Из большой кучи молочая Алька выбирал самые крупные стебли и, надломив конец, выводил белые линии на Васькиной груди.
Третий паренек марки рассматривал. У Вадика Шестакова много всяких марок.
Алька сдул песок, и на Васькиной груди остался рыжий гривастый лев с раскрытой пастью.
— Получилось! — обрадовался Айболит.
Вадик отложил марки, тоже посмотрел — мировецкий лев получился.
— Ягненка еще нарисуй, — сказал Слон, — чтоб лев лапой на дохлом ягненке стоял.
Вадик Шестаков рассмеялся:
— Какие же ягнята в Африке? Там львы зебр едят и антилоп-гну.
— Вот Марочник, все знает, — смирился Слон. — Ну, валяй, Айболит, гни антилопу.
И тут голоса послышались. Наверху, у одинокого тополя, стояли бородатый худой парень с фотоаппаратом и две модных джинсовых девицы.
— Забирайтесь на дерево, — командовал бородатый, — а я вас щелкну с нижней точки.

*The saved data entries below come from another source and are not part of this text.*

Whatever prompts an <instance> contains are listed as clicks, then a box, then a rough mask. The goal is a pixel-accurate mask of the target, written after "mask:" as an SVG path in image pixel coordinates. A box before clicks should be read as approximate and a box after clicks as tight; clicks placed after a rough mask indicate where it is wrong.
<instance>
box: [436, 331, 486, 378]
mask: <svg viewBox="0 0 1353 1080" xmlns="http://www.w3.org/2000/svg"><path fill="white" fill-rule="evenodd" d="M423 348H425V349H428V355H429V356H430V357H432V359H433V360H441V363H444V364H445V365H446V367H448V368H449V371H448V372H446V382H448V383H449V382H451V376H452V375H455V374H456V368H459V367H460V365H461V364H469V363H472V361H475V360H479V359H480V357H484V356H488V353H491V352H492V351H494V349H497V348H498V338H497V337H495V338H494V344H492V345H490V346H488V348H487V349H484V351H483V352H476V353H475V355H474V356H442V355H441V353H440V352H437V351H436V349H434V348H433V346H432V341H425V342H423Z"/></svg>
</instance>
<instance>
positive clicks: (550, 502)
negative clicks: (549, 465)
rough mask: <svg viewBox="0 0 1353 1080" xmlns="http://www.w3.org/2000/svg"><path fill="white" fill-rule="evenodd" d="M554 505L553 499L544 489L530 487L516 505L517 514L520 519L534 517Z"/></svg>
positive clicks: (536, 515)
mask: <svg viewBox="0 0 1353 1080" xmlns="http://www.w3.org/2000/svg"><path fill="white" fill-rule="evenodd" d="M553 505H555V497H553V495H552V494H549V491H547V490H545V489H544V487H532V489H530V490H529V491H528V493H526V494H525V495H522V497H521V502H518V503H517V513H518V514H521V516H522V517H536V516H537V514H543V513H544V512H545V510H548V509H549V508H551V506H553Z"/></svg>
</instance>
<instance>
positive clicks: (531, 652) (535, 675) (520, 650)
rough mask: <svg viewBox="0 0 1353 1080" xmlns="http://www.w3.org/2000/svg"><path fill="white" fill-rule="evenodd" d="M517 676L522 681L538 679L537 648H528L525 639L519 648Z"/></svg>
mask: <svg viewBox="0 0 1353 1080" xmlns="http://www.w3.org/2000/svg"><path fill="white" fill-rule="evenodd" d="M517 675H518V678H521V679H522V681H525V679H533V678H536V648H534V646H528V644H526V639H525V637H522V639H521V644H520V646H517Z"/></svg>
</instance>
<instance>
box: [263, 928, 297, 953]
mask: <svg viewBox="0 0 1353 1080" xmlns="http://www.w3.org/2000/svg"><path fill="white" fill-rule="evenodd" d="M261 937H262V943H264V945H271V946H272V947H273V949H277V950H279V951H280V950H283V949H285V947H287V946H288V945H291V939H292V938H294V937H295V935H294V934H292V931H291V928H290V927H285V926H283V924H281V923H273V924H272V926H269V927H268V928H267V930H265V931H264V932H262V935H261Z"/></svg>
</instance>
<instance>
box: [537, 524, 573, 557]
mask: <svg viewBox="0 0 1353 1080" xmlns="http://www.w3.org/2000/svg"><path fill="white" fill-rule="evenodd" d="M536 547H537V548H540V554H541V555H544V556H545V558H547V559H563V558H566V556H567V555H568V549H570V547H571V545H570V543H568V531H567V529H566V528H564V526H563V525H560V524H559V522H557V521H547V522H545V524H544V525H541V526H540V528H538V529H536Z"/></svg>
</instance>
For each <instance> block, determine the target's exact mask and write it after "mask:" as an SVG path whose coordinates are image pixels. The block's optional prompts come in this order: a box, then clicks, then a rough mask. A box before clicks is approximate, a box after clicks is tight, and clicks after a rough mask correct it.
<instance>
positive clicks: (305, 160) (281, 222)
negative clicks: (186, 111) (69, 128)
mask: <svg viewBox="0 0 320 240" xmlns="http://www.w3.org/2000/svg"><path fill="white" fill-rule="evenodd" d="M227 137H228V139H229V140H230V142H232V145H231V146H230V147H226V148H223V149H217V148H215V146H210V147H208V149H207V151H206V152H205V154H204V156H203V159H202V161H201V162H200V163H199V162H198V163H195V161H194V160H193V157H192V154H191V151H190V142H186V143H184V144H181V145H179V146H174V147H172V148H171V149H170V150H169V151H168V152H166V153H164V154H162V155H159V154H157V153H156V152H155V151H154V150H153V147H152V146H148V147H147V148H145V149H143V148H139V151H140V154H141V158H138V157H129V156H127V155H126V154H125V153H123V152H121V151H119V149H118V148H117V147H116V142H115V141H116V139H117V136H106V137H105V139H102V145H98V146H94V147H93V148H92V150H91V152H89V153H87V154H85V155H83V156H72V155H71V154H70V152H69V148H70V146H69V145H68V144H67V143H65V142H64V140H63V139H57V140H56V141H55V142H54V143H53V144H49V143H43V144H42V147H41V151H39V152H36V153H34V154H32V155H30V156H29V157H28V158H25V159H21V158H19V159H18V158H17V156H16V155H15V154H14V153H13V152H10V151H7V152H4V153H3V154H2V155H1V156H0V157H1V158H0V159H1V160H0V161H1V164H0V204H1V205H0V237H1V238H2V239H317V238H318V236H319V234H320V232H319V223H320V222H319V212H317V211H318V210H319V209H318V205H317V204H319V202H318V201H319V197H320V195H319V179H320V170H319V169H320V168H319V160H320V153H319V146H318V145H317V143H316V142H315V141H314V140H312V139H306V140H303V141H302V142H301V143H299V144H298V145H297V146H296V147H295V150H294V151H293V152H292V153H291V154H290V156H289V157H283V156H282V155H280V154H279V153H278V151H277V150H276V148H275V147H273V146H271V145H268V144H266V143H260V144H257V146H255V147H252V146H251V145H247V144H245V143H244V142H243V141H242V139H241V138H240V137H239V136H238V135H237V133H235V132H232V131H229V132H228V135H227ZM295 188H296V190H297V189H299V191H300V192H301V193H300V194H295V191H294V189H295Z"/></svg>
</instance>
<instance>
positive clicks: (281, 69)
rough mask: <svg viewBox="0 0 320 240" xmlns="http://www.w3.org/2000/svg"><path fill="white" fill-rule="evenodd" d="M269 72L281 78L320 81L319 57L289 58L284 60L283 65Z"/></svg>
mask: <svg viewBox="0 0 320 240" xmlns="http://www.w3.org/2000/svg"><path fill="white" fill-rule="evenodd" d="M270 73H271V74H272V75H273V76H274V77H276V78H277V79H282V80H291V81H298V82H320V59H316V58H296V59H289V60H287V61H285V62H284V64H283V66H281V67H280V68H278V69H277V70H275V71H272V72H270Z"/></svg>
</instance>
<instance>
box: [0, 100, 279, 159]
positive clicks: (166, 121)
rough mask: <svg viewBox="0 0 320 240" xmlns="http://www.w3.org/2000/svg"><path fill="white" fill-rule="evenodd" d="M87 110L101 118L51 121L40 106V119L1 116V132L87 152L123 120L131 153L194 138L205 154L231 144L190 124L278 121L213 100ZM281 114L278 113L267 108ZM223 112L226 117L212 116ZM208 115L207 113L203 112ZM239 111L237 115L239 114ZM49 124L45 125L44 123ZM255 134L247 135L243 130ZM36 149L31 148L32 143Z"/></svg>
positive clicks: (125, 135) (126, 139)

Осокорь высился над самым обрывом. К макушке дерева была прикручена проволока. Она свешивалась почти до самой земли. На конце проволоки закреплена палка. Если, держась за нее, разбежаться, то вынесет к середине Вихляйки. Тогда не зевай, вовремя отпускайся от палки — и в воду. Среди вихляйской ребятни это дело почему-то смертельным номером называется. Лучше всех исполняет «смертельный номер» Васька Слон. Он с переворотом прыгать умеет, вниз головой. Вадик «солдатиком» предпочитает. А Алька… Чего там говорить, Айболит, он и есть Айболит.